Trump is attacking our communication rights on nearly every front. In its first 100 days, his administration has stripped away online privacy protections, expanded social media surveillance at the borders, gagged the press and threatened to destroy Net Neutrality.
It's easy to see all of these issues as separate fights, but each is part of Trump's sustained assault against democracy and democratic communications.
"The first 100 days are over, and the resistance forges ahead."
Democracy means different things to different people. At Free Press, we believe in a democracy where all voices are heard and valued. We've never really had that in this country.
Our government and media systems have historically worked to silence, ignore and erase people of color from political and cultural life. From 19th-century newspaper owners to burgeoning broadcast networks to today's massive conglomerates, corporate media gatekeepers have blocked diverse and dissenting voices from using their platforms. Racist news coverage spans decades and endures today. Companies that provide critical communications infrastructure such as telephone and internet services have cooperated with local police and federal agencies to spy on activists, from the Black Panthers to Black Lives Matter.
There have always been exceptions to these patterns. Our media history is full of bright spots, including dogged reporters and independent outlets that have challenged the powerful and faithfully represented disenfranchised communities.
But we're not talking about individual stories right now. We're talking about the broader systems in which those individuals have operated, a system that wealthy white men overwhelmingly control. Our media institutions have long engaged in an ever-evolving system that continually prevents marginalized voices from being heard.
For as long as there's been injustice, however, there have been activists fighting to uproot it and build real democracy. Activists have created movements for racial justice, gender justice, immigration justice, environmental justice and more. These movements are intimately connected with one another, because successful organizing depends on open lines of communication.
Activists know how essential communication is to our movements. That's why grassroots civil rights groups are fighting to close the digital divide, why Black Twitter users launched the hashtag #IfTheyGunnedMeDown to protest dehumanizing coverage of victims of police brutality. It's why the Movement for Black Lives includes demands for Net Neutrality and universal internet access in its platform. Movements centering the voices that mainstream media so often excludes have pushed us in the right direction, toward real democracy, though we have far to go.
Trump represents a vicious backlash to this hard-won progress and an opposition to democratic values. His campaign demonstrated absolute contempt for the voices these movements have lifted up -- and even stoked violence toward them. His administration has followed through on that bigoted and inflammatory rhetoric by targeting immigrants, Black people, women, Muslims and trans youth. All in the first 100 days.
Where does attacking our rights to freely connect and communicate fit into this? Trump's White supremacist agenda can't succeed in a world where the communities he threatens have access to truly democratic communications. That's why he's using all the tried-and-true tactics to roll back progress and systematically suppress justice movements and the coalitions of resistance they've formed.
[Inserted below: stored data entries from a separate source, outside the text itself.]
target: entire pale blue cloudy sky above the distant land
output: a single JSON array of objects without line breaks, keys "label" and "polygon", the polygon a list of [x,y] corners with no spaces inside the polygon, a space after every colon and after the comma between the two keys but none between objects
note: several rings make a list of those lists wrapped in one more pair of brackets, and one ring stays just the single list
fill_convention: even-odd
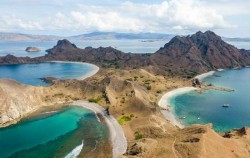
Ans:
[{"label": "entire pale blue cloudy sky above the distant land", "polygon": [[192,34],[250,37],[250,0],[1,0],[0,32]]}]

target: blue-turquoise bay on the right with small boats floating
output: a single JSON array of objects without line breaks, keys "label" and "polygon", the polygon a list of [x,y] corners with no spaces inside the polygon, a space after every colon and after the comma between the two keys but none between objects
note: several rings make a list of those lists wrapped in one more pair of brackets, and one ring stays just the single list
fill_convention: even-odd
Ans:
[{"label": "blue-turquoise bay on the right with small boats floating", "polygon": [[[207,83],[234,89],[234,92],[195,91],[171,98],[177,117],[185,116],[182,123],[213,123],[216,131],[250,126],[250,68],[216,72],[205,79]],[[231,107],[223,108],[223,104]],[[200,119],[198,119],[200,118]]]}]

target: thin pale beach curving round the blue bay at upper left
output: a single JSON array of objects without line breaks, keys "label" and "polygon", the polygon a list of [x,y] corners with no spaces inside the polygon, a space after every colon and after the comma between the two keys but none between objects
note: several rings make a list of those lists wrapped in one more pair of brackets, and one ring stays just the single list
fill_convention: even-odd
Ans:
[{"label": "thin pale beach curving round the blue bay at upper left", "polygon": [[94,64],[90,64],[90,63],[84,63],[84,62],[73,62],[73,61],[49,61],[49,62],[52,62],[52,63],[71,63],[71,64],[84,64],[84,65],[88,65],[90,67],[93,68],[93,70],[79,78],[76,78],[76,79],[79,79],[79,80],[84,80],[88,77],[91,77],[93,75],[95,75],[99,70],[100,68]]}]

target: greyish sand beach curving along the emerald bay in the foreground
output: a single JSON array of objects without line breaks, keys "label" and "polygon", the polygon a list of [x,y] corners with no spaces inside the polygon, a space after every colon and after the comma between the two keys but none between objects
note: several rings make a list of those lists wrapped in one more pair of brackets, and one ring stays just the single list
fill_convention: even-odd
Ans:
[{"label": "greyish sand beach curving along the emerald bay in the foreground", "polygon": [[105,109],[103,107],[95,103],[89,103],[87,101],[75,101],[72,103],[72,105],[82,106],[96,114],[98,113],[103,116],[110,131],[110,139],[113,147],[113,158],[117,158],[126,152],[127,140],[122,127],[118,124],[113,116],[106,115],[104,111]]}]

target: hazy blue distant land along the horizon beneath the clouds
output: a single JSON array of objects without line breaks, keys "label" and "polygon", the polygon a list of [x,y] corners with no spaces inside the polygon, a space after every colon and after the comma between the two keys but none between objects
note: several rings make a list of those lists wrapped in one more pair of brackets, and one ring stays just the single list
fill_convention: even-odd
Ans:
[{"label": "hazy blue distant land along the horizon beneath the clouds", "polygon": [[[140,40],[152,42],[154,40],[170,40],[174,34],[167,33],[118,33],[118,32],[91,32],[74,36],[32,35],[24,33],[0,32],[0,41],[57,41],[63,38],[71,41],[81,40]],[[249,42],[250,38],[222,37],[230,42]]]}]

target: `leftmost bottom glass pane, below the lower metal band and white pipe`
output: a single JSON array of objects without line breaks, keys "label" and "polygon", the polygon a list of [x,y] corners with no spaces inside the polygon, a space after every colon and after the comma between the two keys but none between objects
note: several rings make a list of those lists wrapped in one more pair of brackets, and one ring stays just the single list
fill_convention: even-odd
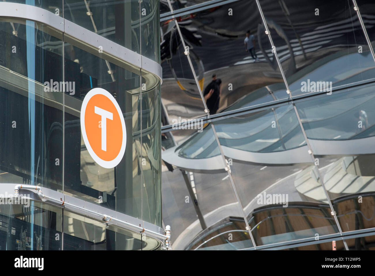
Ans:
[{"label": "leftmost bottom glass pane, below the lower metal band and white pipe", "polygon": [[61,250],[62,209],[24,199],[0,205],[0,250]]}]

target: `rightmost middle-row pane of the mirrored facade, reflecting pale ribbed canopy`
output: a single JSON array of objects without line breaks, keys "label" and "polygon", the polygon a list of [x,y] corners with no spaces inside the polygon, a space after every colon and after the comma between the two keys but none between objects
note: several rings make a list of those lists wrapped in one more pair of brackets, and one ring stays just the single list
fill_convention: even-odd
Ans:
[{"label": "rightmost middle-row pane of the mirrored facade, reflecting pale ribbed canopy", "polygon": [[363,86],[296,104],[343,231],[375,227],[374,99]]}]

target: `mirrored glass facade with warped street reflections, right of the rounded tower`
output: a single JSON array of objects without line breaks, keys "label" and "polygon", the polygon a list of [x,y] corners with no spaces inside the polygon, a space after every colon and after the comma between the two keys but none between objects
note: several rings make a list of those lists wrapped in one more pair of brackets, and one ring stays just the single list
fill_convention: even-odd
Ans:
[{"label": "mirrored glass facade with warped street reflections, right of the rounded tower", "polygon": [[187,2],[160,1],[172,248],[374,249],[373,1]]}]

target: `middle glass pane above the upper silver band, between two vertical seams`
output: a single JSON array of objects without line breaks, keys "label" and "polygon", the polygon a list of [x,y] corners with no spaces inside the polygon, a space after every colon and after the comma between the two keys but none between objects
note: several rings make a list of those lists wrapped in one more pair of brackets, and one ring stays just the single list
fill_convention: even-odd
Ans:
[{"label": "middle glass pane above the upper silver band, between two vertical seams", "polygon": [[64,0],[64,18],[141,53],[138,0]]}]

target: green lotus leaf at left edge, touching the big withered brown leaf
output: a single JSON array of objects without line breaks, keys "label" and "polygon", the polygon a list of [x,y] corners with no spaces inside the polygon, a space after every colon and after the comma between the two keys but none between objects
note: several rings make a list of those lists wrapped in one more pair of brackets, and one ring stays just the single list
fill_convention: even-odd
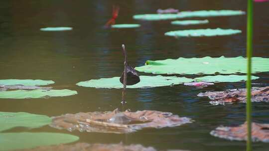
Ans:
[{"label": "green lotus leaf at left edge, touching the big withered brown leaf", "polygon": [[25,112],[0,112],[0,131],[14,127],[38,128],[51,123],[51,118],[45,115]]}]

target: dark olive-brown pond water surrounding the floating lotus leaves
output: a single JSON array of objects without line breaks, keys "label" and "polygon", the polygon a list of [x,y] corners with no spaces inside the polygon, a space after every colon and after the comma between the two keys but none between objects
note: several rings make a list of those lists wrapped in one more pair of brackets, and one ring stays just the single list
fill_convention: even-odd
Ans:
[{"label": "dark olive-brown pond water surrounding the floating lotus leaves", "polygon": [[[112,5],[120,6],[119,24],[140,24],[134,29],[105,29]],[[0,99],[2,112],[29,112],[47,116],[66,113],[121,110],[158,110],[195,120],[174,128],[147,129],[132,134],[103,134],[15,128],[8,132],[58,132],[80,137],[85,143],[141,144],[157,150],[243,151],[245,142],[227,141],[209,133],[220,125],[245,121],[245,104],[213,106],[199,92],[243,88],[244,82],[217,83],[198,89],[183,84],[127,90],[128,103],[121,105],[121,89],[96,89],[75,85],[79,81],[120,76],[123,71],[121,45],[125,44],[129,64],[178,57],[246,56],[246,15],[208,19],[209,24],[177,26],[166,21],[134,20],[134,14],[155,13],[158,8],[180,11],[244,10],[246,0],[1,0],[0,79],[54,80],[57,89],[78,91],[77,95],[49,99]],[[254,56],[269,57],[269,2],[254,4]],[[188,18],[190,19],[190,18]],[[73,27],[71,31],[40,31],[45,27]],[[219,37],[179,38],[164,36],[167,31],[205,28],[240,29],[241,34]],[[180,65],[178,65],[180,66]],[[139,73],[139,75],[151,75]],[[269,84],[269,72],[255,83]],[[178,75],[182,76],[182,75]],[[184,75],[185,76],[185,75]],[[186,75],[197,77],[197,75]],[[253,120],[269,123],[269,104],[253,104]],[[269,144],[254,143],[255,151],[268,151]]]}]

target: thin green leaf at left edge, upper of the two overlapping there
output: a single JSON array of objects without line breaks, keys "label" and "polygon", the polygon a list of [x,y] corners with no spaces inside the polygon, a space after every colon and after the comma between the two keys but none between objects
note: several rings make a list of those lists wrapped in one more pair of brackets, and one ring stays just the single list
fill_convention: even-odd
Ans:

"If we believe in real democracy--if we want to resist Trump--we must reject the notion that some people deserve less access to communications."
Trump's FCC is moving fast to unravel overwhelmingly popular Net Neutrality protections that allow anyone with internet access to speak freely online without worrying about Comcast or AT&T interfering. Another FCC vote teed up a fresh wave of media consolidation that would give Fox and Sinclair even more power. Chairman Ajit Pai has also directed the FCC to stop defending rules that made prison-phone calls more affordable, and to backpedal on the Lifeline Modernization Order, which updated the FCC's program to provide subsidies for low-income families struggling to afford broadband. Pai's actions have made it harder for poor people to afford the internet access they need to work, live and organize.
Throughout his campaign Trump berated the press for critical coverage, gaslighting reporters who sought to hold him accountable, attacking them as enemies of the American people and chipping away at press freedoms one violated norm at a time. In March he signed a bill that stripped internet users of critical privacy protections, and his administration continues to push for expansions to digital surveillance in its brutal targeting of immigrants and Muslims.
If we believe in real democracy -- if we want to resist Trump -- we must reject the notion that some people deserve less access to communications.
There's a common thread between these attacks: a deep-seated belief that some people deserve less than others. A belief that low-income families don't deserve as much access to broadband, that incarcerated individuals don't deserve to speak to their families, that people of color don't deserve to be treated as humans instead of criminals, and that activists don't deserve protection from surveillance.
Trump and the entrenched systems he represents tell us that for some people to stay safe, rich and powerful, others must be endangered, poor and weak. That for some of us to speak, others must be silenced.
That's not freedom. That's not democracy. That's not what we stand for.
The first 100 days are over, and the resistance forges ahead. To win, we need to defend our communication rights and the vision of real democracy our movements may one day build.